Q&A with State Senator Kesha Ram Hinsdale

Q&A with Kesha Ram Hinsdale

State Senator, Vermont

Kesha RamTell us about your background. What are the experiences, including education, that make up the person you currently are?

I was raised on hard work and the American Dream in my family’s Irish pub run by my Indian immigrant father and Jewish American mother. When my parents were busy running the family business or fell on hard times, I looked to my teachers and after-school counselors to help shape the leader who was later ready to run for office. After getting my start in politics as Student Body President at the University of Vermont, I ran for State Representative during my senior year and went on to serve four terms as the youngest legislator in the country.

What was your trigger moment and why this specific office?

When I was a sophomore at UVM, I had an opportunity to introduce Barack Obama and Bernie Sanders at an on-campus event and, while listening to Obama speak, something clicked. I thought, “If there is a place for someone like him in American politics, maybe there is a place for me.” As a State Rep, I worked to advance social, economic, and racial justice, even when I was standing alone. But in the midst of the racial reckoning in 2020, it became very apparent that there was a need for someone with lived experience like mine to center unheard voices in the conversation.

What made you feel qualified to run for office?

What makes me feel qualified is my drive, appetite for change, and desire to collaborate with passionate members of my community to make our state a more welcoming environment for everyone. I often hear women, especially young women, express the feeling that they don’t have enough experience to run for office. But, one of the wonderful things about public service is that many of the legislative skills you need to be successful can be learned.

Do you work full-time or part-time?


Most people don’t know what their elected official does on a daily basis. What’s a typical day looking like for you?

After attending an in-person swearing-in at the Statehouse, the rest of our legislative session was held over Zoom, so this year looked a little different! A good day is a mixture of making a difference through policy, engaging with passionate constituents, and throwing the ball for my dog Miso in between virtual meetings.

Additionally, they might not know what their elected official is responsible for. What is your role in comparison to other elected offices on your level?

Having served in the House and the Senate, I’ve learned that the Senate takes on more of a watchdog role for the administration because we interact more regularly with top leadership in the state and are responsible for their confirmation. We also represent an entire county, so we have to aggregate more perspectives while maintaining our conviction. As a Senator, I’ve found that my constituents often don’t expect to hear from me but I still like to be as responsive as I was in the House.

What do you think people would be surprised to know someone in your position does?

Some people might think we’re too busy to hear the fullness of their experiences, passions, and hopes, but it’s what keeps us going every day.

What are 3-5 skills needed to be successful in the elected office you served in/are currently serving in?

A deep understanding of yourself, commitment to your values, and a willingness to listen and work with your colleagues regardless of political differences are all essential to getting things done in the Statehouse. Perhaps most importantly, I have found that a great leader surrounds themself with people who they can constantly learn from.
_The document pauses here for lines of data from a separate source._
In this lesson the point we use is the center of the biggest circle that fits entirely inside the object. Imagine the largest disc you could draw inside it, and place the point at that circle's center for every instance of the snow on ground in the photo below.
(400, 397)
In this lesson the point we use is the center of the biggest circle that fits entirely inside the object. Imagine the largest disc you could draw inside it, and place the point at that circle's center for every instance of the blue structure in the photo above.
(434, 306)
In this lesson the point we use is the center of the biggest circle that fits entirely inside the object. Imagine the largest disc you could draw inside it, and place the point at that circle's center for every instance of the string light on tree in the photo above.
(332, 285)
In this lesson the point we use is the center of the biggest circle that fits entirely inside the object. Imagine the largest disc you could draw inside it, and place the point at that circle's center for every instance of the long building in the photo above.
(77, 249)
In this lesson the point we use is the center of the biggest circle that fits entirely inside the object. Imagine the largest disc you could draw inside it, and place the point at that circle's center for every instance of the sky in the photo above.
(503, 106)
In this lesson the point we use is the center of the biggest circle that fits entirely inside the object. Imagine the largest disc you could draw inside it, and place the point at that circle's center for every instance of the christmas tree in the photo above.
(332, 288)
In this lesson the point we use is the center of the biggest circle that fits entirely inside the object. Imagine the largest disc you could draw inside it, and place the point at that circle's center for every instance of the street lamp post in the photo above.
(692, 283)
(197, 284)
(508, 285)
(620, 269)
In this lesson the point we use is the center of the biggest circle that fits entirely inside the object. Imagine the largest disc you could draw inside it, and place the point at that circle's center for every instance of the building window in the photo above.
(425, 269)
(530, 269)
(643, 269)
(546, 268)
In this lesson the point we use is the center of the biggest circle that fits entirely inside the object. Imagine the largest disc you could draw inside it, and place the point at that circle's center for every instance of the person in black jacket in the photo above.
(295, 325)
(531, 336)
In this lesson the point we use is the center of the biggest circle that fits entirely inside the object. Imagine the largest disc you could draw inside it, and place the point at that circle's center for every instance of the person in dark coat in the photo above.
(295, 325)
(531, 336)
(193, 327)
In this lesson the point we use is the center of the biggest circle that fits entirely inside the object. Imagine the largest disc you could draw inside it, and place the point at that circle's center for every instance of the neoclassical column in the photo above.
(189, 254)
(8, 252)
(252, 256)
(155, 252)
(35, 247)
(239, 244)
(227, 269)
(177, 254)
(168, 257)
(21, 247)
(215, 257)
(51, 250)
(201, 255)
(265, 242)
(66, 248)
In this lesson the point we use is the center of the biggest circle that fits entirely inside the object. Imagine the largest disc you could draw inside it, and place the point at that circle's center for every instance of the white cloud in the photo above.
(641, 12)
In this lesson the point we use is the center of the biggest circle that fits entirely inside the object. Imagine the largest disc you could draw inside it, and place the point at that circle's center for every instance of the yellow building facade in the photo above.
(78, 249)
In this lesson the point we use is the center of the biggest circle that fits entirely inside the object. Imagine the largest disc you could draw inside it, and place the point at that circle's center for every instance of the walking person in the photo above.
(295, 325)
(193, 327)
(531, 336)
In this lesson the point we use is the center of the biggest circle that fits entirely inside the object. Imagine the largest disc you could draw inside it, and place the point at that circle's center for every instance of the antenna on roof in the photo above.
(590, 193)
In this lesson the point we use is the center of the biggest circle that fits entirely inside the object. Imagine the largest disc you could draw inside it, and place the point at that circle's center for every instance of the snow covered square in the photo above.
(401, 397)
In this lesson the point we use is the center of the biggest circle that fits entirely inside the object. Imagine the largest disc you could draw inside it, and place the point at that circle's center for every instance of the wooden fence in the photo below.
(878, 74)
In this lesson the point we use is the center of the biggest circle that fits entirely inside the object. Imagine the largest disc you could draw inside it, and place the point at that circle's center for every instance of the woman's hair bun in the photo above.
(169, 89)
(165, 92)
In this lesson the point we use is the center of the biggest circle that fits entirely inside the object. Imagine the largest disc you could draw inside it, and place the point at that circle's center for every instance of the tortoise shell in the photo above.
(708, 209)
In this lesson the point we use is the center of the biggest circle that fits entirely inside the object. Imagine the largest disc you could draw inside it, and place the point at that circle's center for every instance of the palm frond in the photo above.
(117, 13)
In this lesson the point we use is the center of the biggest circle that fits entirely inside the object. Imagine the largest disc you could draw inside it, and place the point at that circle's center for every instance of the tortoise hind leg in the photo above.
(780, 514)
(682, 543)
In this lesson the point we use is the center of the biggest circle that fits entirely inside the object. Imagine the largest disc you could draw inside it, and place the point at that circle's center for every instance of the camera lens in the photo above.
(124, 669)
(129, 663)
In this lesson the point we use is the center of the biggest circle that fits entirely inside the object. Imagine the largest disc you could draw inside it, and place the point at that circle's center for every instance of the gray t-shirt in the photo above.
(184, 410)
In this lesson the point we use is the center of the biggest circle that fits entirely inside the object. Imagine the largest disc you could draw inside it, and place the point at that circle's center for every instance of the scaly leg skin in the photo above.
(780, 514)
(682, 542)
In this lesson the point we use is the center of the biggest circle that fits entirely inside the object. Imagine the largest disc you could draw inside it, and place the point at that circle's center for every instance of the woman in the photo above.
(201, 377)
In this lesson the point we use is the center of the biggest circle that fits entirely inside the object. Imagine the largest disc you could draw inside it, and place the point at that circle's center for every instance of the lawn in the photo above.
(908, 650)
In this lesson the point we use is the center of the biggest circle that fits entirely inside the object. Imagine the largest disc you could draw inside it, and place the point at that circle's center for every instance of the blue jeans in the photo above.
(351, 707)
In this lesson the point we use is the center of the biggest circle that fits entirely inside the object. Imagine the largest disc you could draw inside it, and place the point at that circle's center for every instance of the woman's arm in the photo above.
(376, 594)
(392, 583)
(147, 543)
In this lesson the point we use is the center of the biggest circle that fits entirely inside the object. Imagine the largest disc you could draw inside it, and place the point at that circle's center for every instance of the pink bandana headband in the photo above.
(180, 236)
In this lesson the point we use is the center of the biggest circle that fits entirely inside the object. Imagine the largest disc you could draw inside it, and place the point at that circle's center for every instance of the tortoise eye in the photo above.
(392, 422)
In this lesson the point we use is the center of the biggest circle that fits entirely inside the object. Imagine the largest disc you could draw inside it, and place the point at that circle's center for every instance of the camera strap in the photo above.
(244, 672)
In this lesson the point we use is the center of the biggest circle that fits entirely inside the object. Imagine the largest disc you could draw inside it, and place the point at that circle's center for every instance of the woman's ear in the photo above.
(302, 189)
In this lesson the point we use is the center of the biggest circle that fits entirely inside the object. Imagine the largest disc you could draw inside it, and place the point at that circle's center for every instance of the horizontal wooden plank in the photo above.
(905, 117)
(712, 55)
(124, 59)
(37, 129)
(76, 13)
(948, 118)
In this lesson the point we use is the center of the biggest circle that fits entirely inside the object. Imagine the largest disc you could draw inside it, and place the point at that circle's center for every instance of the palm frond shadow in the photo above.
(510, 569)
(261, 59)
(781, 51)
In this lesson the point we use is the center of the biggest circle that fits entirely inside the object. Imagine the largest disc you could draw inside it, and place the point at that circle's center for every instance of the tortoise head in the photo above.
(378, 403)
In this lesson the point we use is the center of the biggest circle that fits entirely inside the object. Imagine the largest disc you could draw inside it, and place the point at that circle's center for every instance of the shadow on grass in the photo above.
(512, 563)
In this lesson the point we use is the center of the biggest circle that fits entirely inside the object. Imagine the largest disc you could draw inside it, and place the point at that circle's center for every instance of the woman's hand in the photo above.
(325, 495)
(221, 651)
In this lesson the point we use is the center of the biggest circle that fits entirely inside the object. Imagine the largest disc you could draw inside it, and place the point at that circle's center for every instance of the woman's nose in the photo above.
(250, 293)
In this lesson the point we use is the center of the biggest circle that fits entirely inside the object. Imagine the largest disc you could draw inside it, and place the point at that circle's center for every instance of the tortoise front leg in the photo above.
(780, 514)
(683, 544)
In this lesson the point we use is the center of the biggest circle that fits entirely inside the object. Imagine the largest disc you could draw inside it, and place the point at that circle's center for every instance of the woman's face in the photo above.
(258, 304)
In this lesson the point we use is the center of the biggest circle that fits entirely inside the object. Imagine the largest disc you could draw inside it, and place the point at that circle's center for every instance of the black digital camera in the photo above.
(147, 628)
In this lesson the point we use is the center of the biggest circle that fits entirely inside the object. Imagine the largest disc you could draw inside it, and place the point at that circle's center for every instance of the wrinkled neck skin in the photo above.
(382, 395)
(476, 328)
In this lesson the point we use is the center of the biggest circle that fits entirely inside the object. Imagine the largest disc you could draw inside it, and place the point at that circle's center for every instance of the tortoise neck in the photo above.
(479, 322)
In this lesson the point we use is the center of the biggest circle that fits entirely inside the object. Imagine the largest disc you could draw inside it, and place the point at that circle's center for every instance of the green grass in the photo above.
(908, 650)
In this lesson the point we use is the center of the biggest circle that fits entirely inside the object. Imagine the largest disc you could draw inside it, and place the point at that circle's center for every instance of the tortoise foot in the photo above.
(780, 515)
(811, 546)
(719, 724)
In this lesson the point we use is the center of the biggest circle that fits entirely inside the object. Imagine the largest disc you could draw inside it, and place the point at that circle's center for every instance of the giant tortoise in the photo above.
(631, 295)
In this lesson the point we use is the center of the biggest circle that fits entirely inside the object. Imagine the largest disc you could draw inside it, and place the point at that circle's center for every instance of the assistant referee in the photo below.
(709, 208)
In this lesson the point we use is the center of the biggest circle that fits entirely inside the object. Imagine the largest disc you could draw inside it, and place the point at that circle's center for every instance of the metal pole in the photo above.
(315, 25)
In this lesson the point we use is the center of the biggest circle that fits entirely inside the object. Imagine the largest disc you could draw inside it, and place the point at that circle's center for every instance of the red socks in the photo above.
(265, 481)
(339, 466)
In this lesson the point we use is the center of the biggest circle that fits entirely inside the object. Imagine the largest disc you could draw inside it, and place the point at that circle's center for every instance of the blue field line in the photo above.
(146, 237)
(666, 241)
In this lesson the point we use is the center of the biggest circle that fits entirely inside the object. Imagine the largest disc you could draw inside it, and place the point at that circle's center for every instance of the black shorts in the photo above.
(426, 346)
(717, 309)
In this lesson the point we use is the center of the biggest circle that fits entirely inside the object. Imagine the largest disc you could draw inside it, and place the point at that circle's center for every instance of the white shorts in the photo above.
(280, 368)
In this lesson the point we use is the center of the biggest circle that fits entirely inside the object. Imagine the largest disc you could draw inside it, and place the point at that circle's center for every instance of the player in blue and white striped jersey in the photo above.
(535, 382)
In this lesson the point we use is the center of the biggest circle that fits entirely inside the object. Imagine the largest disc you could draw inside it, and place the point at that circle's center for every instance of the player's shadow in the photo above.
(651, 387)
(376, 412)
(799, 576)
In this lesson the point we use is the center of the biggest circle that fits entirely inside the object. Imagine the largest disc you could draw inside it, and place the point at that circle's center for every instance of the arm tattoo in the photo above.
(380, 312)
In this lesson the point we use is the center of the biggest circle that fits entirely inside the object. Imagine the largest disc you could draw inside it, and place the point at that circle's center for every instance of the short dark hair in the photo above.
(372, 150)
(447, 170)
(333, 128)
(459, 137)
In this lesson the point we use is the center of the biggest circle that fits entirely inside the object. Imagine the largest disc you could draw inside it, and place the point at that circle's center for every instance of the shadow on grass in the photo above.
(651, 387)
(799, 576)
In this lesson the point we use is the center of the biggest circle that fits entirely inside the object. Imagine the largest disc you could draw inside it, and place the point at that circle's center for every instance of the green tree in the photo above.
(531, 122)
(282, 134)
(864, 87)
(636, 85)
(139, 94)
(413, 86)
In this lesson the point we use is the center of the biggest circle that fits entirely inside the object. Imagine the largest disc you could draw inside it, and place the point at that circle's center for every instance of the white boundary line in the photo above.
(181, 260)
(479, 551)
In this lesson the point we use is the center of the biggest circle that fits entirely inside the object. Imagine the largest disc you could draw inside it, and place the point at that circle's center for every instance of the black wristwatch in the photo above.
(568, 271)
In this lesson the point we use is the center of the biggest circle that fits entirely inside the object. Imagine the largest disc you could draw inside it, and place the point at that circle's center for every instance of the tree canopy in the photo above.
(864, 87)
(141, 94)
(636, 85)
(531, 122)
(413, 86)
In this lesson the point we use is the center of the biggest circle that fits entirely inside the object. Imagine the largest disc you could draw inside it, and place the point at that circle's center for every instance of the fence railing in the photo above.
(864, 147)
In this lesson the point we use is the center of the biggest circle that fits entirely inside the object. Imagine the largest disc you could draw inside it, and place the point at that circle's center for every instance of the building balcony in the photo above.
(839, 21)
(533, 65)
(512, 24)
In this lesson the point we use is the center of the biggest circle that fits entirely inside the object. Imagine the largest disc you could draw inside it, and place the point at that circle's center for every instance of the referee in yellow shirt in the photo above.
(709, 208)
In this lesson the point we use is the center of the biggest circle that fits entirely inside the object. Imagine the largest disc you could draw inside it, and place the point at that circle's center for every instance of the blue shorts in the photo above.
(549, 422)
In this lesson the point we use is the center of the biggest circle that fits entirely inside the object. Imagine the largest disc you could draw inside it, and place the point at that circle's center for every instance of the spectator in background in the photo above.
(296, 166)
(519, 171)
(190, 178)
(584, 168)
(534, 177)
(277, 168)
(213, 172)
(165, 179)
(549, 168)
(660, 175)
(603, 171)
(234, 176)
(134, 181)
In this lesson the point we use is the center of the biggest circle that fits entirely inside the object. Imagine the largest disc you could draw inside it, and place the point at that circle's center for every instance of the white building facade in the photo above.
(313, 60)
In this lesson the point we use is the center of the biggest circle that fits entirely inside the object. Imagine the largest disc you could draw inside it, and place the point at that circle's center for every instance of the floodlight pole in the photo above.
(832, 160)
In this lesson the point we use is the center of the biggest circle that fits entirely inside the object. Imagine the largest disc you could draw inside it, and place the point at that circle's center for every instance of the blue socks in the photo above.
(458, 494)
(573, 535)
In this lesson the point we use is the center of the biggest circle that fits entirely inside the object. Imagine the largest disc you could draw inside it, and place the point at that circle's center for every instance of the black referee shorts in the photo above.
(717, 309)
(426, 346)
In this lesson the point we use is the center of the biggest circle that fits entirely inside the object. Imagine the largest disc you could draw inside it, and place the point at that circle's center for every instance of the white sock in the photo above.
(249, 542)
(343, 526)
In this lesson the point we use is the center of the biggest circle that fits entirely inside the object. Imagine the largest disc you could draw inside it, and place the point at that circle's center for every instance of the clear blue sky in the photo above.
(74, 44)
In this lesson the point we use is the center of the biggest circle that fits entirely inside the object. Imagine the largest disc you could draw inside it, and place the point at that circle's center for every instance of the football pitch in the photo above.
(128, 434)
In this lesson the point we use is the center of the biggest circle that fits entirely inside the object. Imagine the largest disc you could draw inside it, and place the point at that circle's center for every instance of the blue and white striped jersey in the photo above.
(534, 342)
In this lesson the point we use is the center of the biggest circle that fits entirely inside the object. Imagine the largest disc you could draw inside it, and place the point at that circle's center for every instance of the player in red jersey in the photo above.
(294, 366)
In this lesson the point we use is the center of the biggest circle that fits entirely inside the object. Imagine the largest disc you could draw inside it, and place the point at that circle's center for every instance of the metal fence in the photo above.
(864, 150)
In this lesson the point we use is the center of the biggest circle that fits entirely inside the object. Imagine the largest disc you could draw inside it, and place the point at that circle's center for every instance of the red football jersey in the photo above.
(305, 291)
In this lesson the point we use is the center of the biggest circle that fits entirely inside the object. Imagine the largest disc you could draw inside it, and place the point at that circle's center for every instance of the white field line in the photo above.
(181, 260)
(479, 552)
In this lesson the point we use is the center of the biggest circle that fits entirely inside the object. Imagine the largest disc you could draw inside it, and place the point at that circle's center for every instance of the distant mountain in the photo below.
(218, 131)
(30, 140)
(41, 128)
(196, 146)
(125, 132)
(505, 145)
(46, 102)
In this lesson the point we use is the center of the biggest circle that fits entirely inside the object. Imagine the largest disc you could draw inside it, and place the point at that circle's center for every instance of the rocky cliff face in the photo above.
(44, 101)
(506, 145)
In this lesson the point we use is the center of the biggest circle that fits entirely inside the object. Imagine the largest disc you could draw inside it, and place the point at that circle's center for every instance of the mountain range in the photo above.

What’s the best part about serving in elected office?

For me, the best part of serving in elected office is when you’re able to reach out and breakthrough to someone struggling in silence or isolation.

What has been the accomplishment you’re most proud of while in office?

We accomplished a lot this legislative session, but one of the things that I’m most proud of is banning the suspension and expulsion of small children from school. I had introduced similar legislation in 2014 focused only on expulsion and was almost laughed out of the building. But this year, when introducing a ban, I had legislative colleagues who said, “let’s add suspension.” It validated my sense of what is right while also making a huge difference for children across Vermont.

In terms of finances, how much money did you have to raise for your campaign?

In my first race, I agonized over raising my first $1,000. Later in my career, I set the fundraising record for my particular race. The issue at hand is not fundraising itself, but believing in your worth and asking people to help you achieve your dreams and accomplish great things for the community.

What’s one piece of advice you would give to someone who’s thinking about running for the position you serve/have served in their community?

Don’t be afraid to take risks and fail. You learn the most from the races you lose and you’ll never know how much of an impact you’re having until you put yourself out there, push yourself outside of your comfort zone, and inspire other women to run.